F Score = 0.8029818194819357


#### Summary of the best Random Forest model

**Random Forest** model gives the best performance out of all three. 
<br>Eventhough decision tree model gave a recall of about 0.85, this one gives a better recall of **0.92** and all other metrics do come up as better with comparision to other two models.

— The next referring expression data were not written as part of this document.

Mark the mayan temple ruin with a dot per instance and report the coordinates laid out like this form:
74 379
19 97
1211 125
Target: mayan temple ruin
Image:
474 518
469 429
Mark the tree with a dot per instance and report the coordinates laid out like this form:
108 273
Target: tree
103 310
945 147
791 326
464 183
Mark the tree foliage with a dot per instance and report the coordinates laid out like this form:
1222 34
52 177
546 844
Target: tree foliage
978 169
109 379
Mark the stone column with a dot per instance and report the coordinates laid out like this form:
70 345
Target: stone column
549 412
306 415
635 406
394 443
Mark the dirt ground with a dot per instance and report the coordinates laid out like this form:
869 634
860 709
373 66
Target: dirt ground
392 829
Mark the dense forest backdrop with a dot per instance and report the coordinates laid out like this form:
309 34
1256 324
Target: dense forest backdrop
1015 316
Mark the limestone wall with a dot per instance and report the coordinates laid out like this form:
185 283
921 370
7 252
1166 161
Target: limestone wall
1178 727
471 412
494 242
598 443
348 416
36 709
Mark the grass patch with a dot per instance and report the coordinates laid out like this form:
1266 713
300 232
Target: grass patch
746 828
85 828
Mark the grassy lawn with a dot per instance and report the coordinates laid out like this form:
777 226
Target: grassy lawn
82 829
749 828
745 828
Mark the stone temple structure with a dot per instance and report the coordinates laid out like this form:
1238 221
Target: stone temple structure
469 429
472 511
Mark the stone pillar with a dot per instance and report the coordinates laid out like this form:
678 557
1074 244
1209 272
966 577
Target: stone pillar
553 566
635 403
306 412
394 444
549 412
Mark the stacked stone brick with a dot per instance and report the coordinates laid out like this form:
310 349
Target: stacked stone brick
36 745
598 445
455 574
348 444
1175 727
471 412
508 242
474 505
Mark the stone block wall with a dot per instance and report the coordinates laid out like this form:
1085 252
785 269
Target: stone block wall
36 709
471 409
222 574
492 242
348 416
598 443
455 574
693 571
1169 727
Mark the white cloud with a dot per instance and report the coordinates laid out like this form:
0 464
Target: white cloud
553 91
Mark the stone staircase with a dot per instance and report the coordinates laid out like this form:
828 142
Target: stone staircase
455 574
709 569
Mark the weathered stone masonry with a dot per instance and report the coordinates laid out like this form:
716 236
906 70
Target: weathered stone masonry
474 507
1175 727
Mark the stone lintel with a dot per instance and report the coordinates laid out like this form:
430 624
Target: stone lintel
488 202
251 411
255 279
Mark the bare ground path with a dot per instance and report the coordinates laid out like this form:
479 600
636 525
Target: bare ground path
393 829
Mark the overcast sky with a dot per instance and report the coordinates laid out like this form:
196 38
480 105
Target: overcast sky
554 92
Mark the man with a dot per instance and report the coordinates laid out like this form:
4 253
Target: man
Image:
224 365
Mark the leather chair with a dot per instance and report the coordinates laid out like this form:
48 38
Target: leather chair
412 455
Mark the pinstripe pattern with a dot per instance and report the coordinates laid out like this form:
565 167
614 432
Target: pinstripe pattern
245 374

## Task 4: Model Inference

- Feature Importance
- Model Inference
- Feature exploration

Best performed model: **Random Forest**

Decision Tree and Random forest models performed better than the logistic regression. The evaluation metrics reflect the same. If a choice has to be mad between random forest and decision trees, we can go with random forest.The model performed well on both training and test sets. The area under the ROC curve shows that.

Also the **recall** of the Random Forest model is by far the best value. 

In [37]:
x=cv_Model.bestModel

In [38]:
# Feature Importance
imp_features = x.featureImportances

In [39]:
# Defining a function to extract features along with the feature importance score
import pandas as pd
def ExtractFeatureImp(featureImp,dataset,featuresCol):
    list_extract=[]
    for i in dataset.schema[featuresCol].metadata["ml_attr"]["attrs"]:
        list_extract=list_extract+dataset.schema[featuresCol].metadata["ml_attr"]["attrs"][i]
    varlist=pd.DataFrame(list_extract)
    varlist['score']=varlist['idx'].apply(lambda x: featureImp[x])
    return(varlist.sort_values('score',ascending=False))

In [45]:
# Printing the feature importance scores
ExtractFeatureImp(cv_Model.bestModel.featureImportances,predictions_test,"features").head(10)

Unnamed: 0,idx,name,score
1,70,user_product,0.479572
5,74,user_activity_count,0.10922
2,71,user_category_2,0.098883
4,73,user_session_count,0.05924
0,69,price,0.042779
3,72,user_mean_spend,0.04194
26,20,category_2_enc_smartphone,0.018303
9,3,brand_enc_xiaomi,0.010335
6,0,brand_enc_samsung,0.009834
72,66,hour_bin_enc_3,0.009604


Best features are mentioned and explored.